I allowed myself to stand and gaze down on the low land of the cillin, wondering what it would have been like to have a sister. Would she have accompanied me into archaeology? Would I have been a hare-brained Aunt Mame sort, dragging my nieces and nephews off on research fun while my sister face palmed ? Sober thoughts for a hot day.

Even the fact that the Milltown ‘poor ground’ is on swampy land, I think is important here. Ancient traditional ferta often became unsanctioned places on the boundary of heaven and limbo for the socially unacceptable dead, such as strangers and unbaptised children ( O’Connor, 2005). This has been shown in several locations, such as the secular cemetery/ cillin of Faughart Lower, in Louth ( Potterton and Corlett, 2010).

I may some time think about Victorian Irish graveyards as reinterpreted ferta. I may consider some poking at pre-1869 maps of the Milltown region to see if there were any traces of early structures such as raths, standing stones et al. If I get time, I may have a look at a few other Victorian graveyards as comparisons – I know Knock in Belfast once contained  prehistoric earthworks of some form. The choice for these sites in the 19th century may not be just matters of land and convenience. However, the choice to rejig the ideologies or cosmologies of an ancient pre-Christian past is probably no further than a stone, a rubbed finger and a whole lot of superstition. Such things are so far ingrained into this island consciousness, I don’t think we can separate them from the 21st century.

We are what we are.

And frankly? I love it.

 

Image 

References.

Bieler, L. 1979. The Patrician Texts in the Book of Armagh. Dublin: Dublin Institute for Advanced Studies.

O’Connor, A. 2005. The Blessed and the Damned: Sinful Women and Unbaptised Children in Irish Folklore. Berne: Lange Publishing

Potterton, M and Corlett, C ( eds). 2010. Death and Burial in Early Medieval Ireland in the light of recent archaeological excavations. Bray: Wordwell Press.

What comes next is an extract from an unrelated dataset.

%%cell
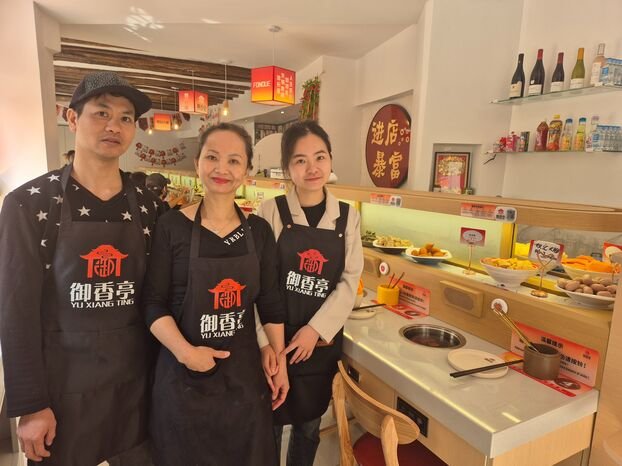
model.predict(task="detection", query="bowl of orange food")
[562,256,620,282]
[404,243,452,265]
[480,257,538,289]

Reilly, C. 2000. Mid Victorian Poetry 1860 – 1879. New York: Mansell Publishing

http://thewildgeesegenealogy.blogspot.co.uk/2012/01/archaeologist-uncovering-more-secrets.html

5 thoughts on “Sites for Sore Eyes: micro-cults and the potential of continuity of late Prehistoric cosmologies

    1. Thanks Sarah. Powerlessness is one of the things perhaps more people on the planet have felt, and those ‘initiates’ of any insider club know how to work it, either intentionally, or as believers unintentionally.

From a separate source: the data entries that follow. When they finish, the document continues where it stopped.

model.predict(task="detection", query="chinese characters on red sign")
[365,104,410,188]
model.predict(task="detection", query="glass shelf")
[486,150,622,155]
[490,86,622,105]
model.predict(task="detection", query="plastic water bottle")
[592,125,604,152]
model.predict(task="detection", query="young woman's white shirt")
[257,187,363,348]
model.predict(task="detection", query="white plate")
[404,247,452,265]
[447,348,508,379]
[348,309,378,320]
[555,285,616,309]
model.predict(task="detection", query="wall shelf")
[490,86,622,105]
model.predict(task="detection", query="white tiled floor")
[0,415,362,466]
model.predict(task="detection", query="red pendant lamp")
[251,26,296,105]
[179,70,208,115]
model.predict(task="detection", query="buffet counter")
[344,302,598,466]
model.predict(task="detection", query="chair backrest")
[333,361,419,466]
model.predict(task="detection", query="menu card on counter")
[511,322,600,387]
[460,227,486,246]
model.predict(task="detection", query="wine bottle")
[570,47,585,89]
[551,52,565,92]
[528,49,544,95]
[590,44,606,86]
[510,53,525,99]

    1. In that we move and interact with landscapes; however, when you really think about it, landscapes interact with us also! You have a gloomy glade, makes us feel uneasy, perhaps. A beautiful rolling hill of grassland, with a rocky promontory will make us feel uplifted perhaps. The landscape affects us, and our emotional responses. A ritual landscape affects our moods, or emotions in a very direct manner.